Application forms were also signed after the start date, two at the interview date, one after the offer letter but before the start date and one on the start date.
CQC inspectors on August 25 and 29 found the practice had made improvements in the areas of safe care and treatment and good governance but other concerns were found.
They also found patient satisfaction had declined in certain areas.
And in a report, they said it needs to establish effective systems and processes to ensure good governance in accordance with the fundamental standards of care and ensure recruitment procedures are established and operated effectively to ensure only fit and proper persons are employed.
Inspectors stated: “The provider had failed to establish systems and processes that operated effectively to ensure compliance with requirements to demonstrate good governance.
“In particular, policies such as the recruitment, complaints, and fire safety policies were not being followed. There were discrepancies between guidance, such as for infection prevention and control.
“The system for managing significant events and complaints was not effective. The system to ensure all staff received appropriate training was not effective.
“The provider had failed to assess, monitor and mitigate the risks relating to the health, safety and welfare of service users and others who may be at risk which arise from the carrying out of the regulated activity. A health and safety risk assessment had been carried out but was not accurate.
“The provider had failed to have systems and processes in place to ensure staff were of good character or had the required qualifications, skills or experience required for their role.
“The provider had failed to ensure all clinicians were registered with the relevant professional body. In particular, professional registration checks were not routinely carried out during the recruitment process and on an ongoing basis.”
Issues over safeguarding and training were also found, including the statement: “We saw that one staff member had completed 29 training courses since we announced the inspection. 15 courses had been completed in one day.
“We saw no evidence of any safeguarding training for one long-term locum clinician and another long-term locum clinician had last completed safeguarding adults training over three years ago.
“The practice manager told us they did not hold disclosure and barring service (DBS) certificates for staff members but did note the reference number and the date of the check, along with evidence they had been carried out.

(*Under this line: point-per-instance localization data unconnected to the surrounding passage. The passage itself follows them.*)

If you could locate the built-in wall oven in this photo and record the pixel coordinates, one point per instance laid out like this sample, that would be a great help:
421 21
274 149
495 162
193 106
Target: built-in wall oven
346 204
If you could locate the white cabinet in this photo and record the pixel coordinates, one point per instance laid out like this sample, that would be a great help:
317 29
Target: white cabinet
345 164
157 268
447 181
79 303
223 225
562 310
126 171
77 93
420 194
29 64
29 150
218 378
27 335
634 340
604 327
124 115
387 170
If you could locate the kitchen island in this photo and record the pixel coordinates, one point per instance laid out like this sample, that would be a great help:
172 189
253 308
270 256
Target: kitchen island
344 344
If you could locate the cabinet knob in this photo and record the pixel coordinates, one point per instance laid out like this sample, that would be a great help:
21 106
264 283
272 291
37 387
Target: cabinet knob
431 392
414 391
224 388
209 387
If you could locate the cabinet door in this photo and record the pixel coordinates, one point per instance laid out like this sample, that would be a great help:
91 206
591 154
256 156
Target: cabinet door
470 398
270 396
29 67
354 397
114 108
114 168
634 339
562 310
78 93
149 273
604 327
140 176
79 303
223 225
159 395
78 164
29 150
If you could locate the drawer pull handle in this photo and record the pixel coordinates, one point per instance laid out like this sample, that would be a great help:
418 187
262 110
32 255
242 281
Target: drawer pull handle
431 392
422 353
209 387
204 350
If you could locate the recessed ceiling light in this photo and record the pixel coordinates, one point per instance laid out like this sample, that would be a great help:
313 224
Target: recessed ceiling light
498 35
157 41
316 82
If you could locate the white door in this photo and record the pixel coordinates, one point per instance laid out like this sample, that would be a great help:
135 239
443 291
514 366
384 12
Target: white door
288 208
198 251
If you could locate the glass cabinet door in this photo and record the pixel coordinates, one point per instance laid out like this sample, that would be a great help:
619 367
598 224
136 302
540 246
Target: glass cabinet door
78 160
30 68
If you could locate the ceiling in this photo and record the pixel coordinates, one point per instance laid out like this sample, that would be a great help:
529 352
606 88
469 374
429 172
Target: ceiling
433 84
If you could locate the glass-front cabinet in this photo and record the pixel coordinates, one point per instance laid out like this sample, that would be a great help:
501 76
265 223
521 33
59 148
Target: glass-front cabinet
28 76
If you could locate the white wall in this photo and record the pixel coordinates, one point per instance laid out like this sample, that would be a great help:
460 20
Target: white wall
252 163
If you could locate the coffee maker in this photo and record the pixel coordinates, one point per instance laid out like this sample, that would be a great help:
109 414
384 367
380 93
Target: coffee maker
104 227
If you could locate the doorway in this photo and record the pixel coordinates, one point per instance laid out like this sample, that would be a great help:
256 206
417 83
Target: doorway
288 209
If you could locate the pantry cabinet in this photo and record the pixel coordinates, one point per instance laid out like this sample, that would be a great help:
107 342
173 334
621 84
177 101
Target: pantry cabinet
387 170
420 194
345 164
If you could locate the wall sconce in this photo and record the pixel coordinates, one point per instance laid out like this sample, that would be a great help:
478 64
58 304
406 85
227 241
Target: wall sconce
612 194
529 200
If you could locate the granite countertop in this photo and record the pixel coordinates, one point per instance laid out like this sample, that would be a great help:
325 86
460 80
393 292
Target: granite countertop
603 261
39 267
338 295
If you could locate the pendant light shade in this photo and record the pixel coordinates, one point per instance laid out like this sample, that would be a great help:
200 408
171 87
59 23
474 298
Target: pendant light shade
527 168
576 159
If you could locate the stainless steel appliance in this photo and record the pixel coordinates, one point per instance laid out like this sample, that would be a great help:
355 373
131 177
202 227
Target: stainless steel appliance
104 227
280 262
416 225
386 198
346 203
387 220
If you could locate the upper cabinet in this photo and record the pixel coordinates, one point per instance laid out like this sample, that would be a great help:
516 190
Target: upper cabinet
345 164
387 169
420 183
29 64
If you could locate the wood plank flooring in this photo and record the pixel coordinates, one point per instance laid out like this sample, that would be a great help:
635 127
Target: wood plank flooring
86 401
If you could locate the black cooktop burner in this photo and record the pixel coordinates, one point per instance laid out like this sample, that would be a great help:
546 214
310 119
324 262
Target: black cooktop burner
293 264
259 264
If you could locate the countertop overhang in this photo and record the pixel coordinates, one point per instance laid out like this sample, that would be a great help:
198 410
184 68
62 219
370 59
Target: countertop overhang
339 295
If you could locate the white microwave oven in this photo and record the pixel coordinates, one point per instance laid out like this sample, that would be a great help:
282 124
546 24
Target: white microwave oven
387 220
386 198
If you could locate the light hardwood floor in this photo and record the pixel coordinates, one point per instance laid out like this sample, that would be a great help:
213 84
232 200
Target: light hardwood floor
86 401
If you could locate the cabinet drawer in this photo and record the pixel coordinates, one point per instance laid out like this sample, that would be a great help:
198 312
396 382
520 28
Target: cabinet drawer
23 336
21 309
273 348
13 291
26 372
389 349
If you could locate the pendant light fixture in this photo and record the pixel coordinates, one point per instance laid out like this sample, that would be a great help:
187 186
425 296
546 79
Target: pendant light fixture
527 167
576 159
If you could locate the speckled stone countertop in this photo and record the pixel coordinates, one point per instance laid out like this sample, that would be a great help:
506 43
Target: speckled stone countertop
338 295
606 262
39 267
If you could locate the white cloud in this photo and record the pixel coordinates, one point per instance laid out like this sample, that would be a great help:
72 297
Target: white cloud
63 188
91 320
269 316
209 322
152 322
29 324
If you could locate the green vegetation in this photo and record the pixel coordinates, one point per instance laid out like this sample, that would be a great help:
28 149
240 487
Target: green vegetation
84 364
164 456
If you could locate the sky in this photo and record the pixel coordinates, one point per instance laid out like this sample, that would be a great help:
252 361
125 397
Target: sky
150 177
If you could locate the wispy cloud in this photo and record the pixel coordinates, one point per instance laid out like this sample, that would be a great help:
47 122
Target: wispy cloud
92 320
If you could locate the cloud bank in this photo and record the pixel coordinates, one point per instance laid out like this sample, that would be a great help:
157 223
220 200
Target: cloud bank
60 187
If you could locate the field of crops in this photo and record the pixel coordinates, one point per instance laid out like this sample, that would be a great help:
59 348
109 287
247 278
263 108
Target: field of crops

“There was no record of any DBS check for three of the four long-term locum clinicians. We saw a DBS certificate was held for the fourth, this was dated May 2018.
“The practice’s recruitment policy stated, ‘Clinical roles or those that otherwise involve contact with patients will usually require a DBS check before the successful candidate starts in the position.’
“We saw no evidence of a DBS check being carried out for the practice manager.”
Lees Medical Practice is part of a wider network of six GP practices, the Oldham East Primary Care Network (PCN).
Now it has been told it must send the CQC a report that says what action they are going to take to meet these requirements.
Saddleworth Independent has approach Lees Medical Practice, on Athens Way, for a response to the report.